In regard to predictors of posttreatment distress, a longitudinal, observational study of 151 women with early-stage breast cancer found that physical symptoms and side effects experienced during treatment were predictive of posttreatment cancer-related distress, amounting to 6% of the total 24% of variance accounted for. In addition, demographic variables associated with this posttreatment cancer-related distress included younger age, nonwhite racial status, and less formal education. Clinical variables associated with distress included having a mastectomy rather than lumpectomy, receiving hormonal treatment, and the presence of a diagnosable mental disorder at the time of recruitment into the study.
Screening and assessment have been viewed as two distinct processes.[14,15] Screening is a rapid method of identifying patients with psychosocial distress, typically done by using brief self-report questionnaires administered by non-mental-health professionals with the goal of determining who needs referral for more extensive assessment. The psychosocial assessment of the cancer patient is a more in-depth clinical interview focused on factors relevant to coping and adaptation. Mental health professionals do the assessment interview with the goal of determining how well a patient is adjusting.
Various comprehensive cancer centers have developed models for screening for psychosocial distress. Although there are notable differences, most models involve the following sequential steps:
- Screening administration.
- Scoring and evaluation.
Most screening for psychosocial distress is focused on the individual patient; however, some family-focused screening procedures are being developed.

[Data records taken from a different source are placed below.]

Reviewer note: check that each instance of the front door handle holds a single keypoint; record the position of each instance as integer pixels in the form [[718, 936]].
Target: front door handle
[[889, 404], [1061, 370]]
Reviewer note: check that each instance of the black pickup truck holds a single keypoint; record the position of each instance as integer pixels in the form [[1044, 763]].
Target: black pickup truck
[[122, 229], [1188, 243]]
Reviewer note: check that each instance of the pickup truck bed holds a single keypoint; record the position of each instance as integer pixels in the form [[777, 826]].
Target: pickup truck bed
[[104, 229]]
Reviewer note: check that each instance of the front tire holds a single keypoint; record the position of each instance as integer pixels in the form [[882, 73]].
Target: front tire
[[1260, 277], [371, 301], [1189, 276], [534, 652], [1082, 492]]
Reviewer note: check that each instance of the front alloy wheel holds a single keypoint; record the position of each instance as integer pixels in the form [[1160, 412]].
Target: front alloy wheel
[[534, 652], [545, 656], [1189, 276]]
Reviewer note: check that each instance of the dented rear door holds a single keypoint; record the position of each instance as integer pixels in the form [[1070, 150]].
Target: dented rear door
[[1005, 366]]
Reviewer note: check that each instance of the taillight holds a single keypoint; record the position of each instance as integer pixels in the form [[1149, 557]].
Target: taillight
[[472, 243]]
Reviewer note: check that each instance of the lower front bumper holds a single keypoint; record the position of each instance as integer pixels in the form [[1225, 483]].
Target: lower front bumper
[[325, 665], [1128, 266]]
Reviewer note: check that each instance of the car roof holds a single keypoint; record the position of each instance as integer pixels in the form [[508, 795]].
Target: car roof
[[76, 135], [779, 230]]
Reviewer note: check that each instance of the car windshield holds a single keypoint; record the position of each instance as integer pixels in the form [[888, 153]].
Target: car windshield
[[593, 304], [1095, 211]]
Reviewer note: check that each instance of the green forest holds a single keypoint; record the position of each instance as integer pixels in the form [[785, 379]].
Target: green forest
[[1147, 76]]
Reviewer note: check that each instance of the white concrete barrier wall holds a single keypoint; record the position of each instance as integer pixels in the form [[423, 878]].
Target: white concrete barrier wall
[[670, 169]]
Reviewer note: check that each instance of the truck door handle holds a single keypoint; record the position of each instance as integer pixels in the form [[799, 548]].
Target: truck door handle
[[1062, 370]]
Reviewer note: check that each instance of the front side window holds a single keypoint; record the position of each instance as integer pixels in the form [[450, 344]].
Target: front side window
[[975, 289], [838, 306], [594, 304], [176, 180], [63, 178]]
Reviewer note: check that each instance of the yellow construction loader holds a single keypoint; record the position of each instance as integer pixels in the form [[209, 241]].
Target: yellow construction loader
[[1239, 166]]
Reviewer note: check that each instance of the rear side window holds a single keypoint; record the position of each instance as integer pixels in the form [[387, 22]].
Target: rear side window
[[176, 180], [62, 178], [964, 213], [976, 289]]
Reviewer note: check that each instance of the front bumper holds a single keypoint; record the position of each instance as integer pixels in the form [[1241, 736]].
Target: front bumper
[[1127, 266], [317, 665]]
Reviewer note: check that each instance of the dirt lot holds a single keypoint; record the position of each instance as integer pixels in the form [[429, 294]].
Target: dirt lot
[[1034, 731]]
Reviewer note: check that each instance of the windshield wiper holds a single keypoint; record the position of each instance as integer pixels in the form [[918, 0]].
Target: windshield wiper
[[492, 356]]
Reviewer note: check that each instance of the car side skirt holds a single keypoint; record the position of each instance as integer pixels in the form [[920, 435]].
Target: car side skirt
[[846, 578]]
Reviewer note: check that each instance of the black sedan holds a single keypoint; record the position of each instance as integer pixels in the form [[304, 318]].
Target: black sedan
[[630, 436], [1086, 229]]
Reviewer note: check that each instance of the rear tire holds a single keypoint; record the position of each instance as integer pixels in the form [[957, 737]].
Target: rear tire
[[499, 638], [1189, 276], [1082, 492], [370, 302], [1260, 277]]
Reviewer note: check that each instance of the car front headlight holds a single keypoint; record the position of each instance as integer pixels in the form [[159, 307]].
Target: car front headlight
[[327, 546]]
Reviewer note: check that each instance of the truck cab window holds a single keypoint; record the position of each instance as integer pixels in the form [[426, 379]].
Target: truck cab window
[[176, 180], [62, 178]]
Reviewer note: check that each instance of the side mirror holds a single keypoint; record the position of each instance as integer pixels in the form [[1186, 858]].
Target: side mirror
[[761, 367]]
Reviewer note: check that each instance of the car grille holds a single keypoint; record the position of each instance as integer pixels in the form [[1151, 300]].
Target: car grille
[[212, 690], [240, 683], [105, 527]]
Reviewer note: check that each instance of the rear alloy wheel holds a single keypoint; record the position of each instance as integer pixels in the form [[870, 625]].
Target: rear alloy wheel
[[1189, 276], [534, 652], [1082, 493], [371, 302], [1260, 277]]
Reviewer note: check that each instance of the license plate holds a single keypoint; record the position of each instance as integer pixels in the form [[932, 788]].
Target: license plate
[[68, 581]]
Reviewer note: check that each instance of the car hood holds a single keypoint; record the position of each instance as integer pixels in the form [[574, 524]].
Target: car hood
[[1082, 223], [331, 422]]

Administration of a screening instrument involves a brief 5- to 10-minute process in which each patient answers a series of simple, straightforward questions about distress, either orally or via a self-report questionnaire or computer. Answers are scored and evaluated on the basis of previously determined criteria. If scores are above the defined criteria, then a formal referral to the appropriate discipline (social work, psychology, psychiatry, palliative care, pastoral care) is made. Distress management then begins with a more comprehensive face-to-face psychosocial assessment interview  by a qualified health care professional (e.g., social worker, psychologist, psychiatrist, palliative care specialist, pastoral counselor).
Few empirical studies have evaluated the impact of structured screening programs. In two randomized, longitudinal, intervention studies, no significant differences in quality of life were found.[18,19] In one of these studies, however, a subgroup of moderately to severely depressed patients showed a significant reduction in depression following the intervention. Thus, further empirical evaluation of the effectiveness of screening programs is needed. The following examples will help to illustrate the process.
Model screening programs
Memorial Sloan-Kettering Cancer Center has experimented with a distress thermometer modeled after those used to measure pain. The descriptive anchor points on the thermometer include the following:
- "No distress" at a rating of 0.
- "Moderate distress" at a rating of 5.
- "Extreme distress" at a rating of 10.